In the early 1990s, there were over 1,000 acres (420 hectares) of Crouchen growing throughout Australia but its numbers have been steadily declining over the past few decades. Here is it is primarily used as a blending variety to enhance the aromas of white wines.

It is still widely grown in South Africa, accounting for almost 3% of all of South Africa's vineyards, with more than 7,900 acres (3,200 ha) planted mostly in the Paarl and Stellenbosch regions. Here the variety is known as Cape Riesling but is often simply called Riesling as opposed to the German wine grape Riesling that is known in South Africa as Weisser or White Riesling.
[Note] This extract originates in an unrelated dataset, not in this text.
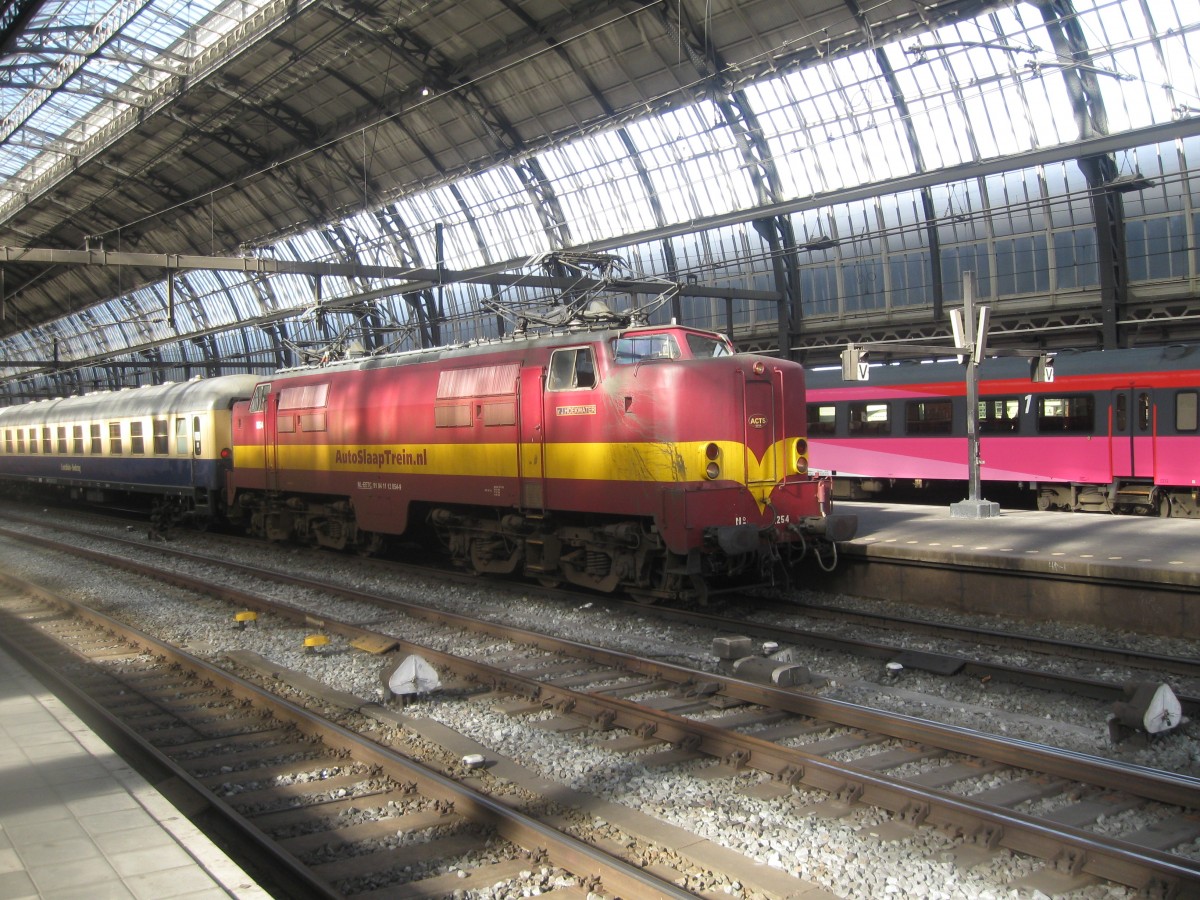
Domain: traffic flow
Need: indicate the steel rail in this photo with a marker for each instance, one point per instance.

Wine expert Jancis Robinson notes that some examples of Cape Riesling do have the potential to age and improve in the bottle. Oz Clarke notes that some the best examples of Crouchen can be "fairly steely".

==Synonyms==
Crouchen is also known under the synonyms Basque, Cape Riesling, Cheri Cerratia, Clare Riesling, Cougnet, Crochenta, Crouchen Blanc, Cruchen, Cruchen Blanc, Cruchenta, Cruchenton Blanc, Grand Blanc, Hondarribi Zuri, Kaapse Riesling, Messanges Blanc, Navarre Blanc, Paarl Riesling, Riesling, Riesling Vert, S. A. Riesling, Sable Blanc, Sales Blanc, Trouchet Blanc, and Zurizerratia.